La investigación técnica realizada en el garaje de Maud Lundin, para averiguar algo sobre el espacio existente entre las cajas y la pared, había dado como resultado una leve marca de una hebilla muy parecida a la del cinturón de Hellström; además, un par de huellas poco claras e incompletas, pero exactamente iguales a las encontradas en el jardín, y que indudablemente pertenecían a las suelas de goma de las zapatillas de gimnasia que se hallaron en el armario de Sture Hellström. También se encontraron un par de hilos y fibras de tejido de algodón azul.

Mientras Martin Beck iba relatando estos hallazgos que relacionaban indefectiblemente a Sture Hellström con el crimen, éste iba negando sistemáticamente cuantas imputaciones se le hacían y fumaba un cigarrillo tras de otro.

Martin Beck había pedido té y cigarrillos, y Hellström rechazó la comida que se le ofreció.

Había empezado a llover de nuevo, y el rumor uniforme del agua contra las ventanas y la luz grisácea de la habitación llena de humo daban un ambiente intemporal y aislado a la estancia en la que ocurrían los hechos.

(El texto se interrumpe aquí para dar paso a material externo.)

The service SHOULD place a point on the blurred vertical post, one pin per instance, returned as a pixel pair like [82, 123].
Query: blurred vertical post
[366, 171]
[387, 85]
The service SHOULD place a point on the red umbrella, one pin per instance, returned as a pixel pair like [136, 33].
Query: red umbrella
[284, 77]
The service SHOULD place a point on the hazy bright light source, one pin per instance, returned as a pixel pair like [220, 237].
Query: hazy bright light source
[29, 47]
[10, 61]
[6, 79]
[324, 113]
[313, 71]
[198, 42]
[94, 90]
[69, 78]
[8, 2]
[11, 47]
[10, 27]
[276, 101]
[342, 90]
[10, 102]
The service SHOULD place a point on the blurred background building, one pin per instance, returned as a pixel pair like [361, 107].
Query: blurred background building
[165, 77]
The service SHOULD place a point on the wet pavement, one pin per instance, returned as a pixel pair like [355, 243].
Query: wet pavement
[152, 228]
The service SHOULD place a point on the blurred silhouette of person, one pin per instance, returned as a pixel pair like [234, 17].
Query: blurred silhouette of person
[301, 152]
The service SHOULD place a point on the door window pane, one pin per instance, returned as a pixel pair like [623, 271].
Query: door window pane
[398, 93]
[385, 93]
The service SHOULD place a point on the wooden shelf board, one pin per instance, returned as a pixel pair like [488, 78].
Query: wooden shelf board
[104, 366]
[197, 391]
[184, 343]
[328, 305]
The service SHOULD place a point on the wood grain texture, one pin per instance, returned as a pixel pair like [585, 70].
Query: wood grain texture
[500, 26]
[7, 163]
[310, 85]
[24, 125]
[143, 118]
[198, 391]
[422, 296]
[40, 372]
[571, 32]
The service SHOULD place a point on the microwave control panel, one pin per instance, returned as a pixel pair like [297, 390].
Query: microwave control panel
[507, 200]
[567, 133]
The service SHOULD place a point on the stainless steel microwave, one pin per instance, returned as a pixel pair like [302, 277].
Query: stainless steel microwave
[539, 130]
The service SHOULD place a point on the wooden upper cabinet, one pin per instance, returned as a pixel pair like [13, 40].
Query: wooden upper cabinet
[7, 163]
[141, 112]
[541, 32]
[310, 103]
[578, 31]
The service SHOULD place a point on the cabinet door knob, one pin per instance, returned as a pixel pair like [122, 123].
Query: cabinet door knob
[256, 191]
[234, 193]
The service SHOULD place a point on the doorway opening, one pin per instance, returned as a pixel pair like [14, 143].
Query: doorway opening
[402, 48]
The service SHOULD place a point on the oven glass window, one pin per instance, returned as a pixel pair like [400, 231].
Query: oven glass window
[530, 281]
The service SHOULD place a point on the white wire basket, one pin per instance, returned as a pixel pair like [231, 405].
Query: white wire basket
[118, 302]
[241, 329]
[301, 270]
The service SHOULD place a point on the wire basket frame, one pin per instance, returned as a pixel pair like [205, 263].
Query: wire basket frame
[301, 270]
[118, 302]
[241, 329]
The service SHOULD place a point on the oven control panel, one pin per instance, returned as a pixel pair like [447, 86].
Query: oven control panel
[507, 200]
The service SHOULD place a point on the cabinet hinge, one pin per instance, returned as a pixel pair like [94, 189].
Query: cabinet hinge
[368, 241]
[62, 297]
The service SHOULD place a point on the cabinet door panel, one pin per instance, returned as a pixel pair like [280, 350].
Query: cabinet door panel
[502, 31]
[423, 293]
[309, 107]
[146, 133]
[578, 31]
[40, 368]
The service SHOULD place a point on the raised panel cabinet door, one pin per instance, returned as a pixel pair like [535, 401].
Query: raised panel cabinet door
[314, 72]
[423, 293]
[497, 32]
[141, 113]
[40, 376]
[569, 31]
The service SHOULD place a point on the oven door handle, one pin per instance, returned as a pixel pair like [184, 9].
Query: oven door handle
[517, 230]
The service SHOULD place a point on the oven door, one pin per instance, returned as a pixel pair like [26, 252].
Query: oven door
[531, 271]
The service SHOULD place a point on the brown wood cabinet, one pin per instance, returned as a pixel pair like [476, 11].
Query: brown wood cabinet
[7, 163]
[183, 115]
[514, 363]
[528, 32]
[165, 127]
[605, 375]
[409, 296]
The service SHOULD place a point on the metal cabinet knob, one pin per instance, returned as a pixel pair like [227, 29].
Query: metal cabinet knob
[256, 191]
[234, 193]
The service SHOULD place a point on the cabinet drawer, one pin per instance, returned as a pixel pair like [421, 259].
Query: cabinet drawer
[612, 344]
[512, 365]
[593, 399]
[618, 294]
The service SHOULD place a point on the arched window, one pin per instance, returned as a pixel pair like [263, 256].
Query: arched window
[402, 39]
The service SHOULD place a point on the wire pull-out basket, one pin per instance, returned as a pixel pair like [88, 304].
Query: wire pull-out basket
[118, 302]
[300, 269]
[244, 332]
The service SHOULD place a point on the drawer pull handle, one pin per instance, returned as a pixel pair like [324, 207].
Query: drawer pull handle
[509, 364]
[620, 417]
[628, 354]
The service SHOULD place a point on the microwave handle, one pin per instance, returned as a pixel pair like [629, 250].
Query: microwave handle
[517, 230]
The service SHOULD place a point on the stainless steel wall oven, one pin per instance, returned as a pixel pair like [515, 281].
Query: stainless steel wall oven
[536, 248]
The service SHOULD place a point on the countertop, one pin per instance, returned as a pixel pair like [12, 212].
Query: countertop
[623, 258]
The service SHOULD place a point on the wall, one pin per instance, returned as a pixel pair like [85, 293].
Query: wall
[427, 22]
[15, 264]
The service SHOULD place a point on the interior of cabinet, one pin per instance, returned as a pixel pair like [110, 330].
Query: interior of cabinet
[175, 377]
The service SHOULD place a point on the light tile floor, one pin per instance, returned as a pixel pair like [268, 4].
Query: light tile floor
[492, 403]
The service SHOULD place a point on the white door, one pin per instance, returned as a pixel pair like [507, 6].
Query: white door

Martin Beck observó al hombre que tenía delante. Había intentado hablar con él de su infancia y de su adolescencia, de su lucha por la existencia de su hija y la suya propia, de sus sentimientos hacia su hija y de su trabajo; al principio, el hombre había contestado con una cierta rebeldía, luego pasó a los monosílabos y acabó por guardar silencio, con los hombros encogidos y la mirada clavada en el suelo.

Martin Beck permaneció en silencio y a la espera.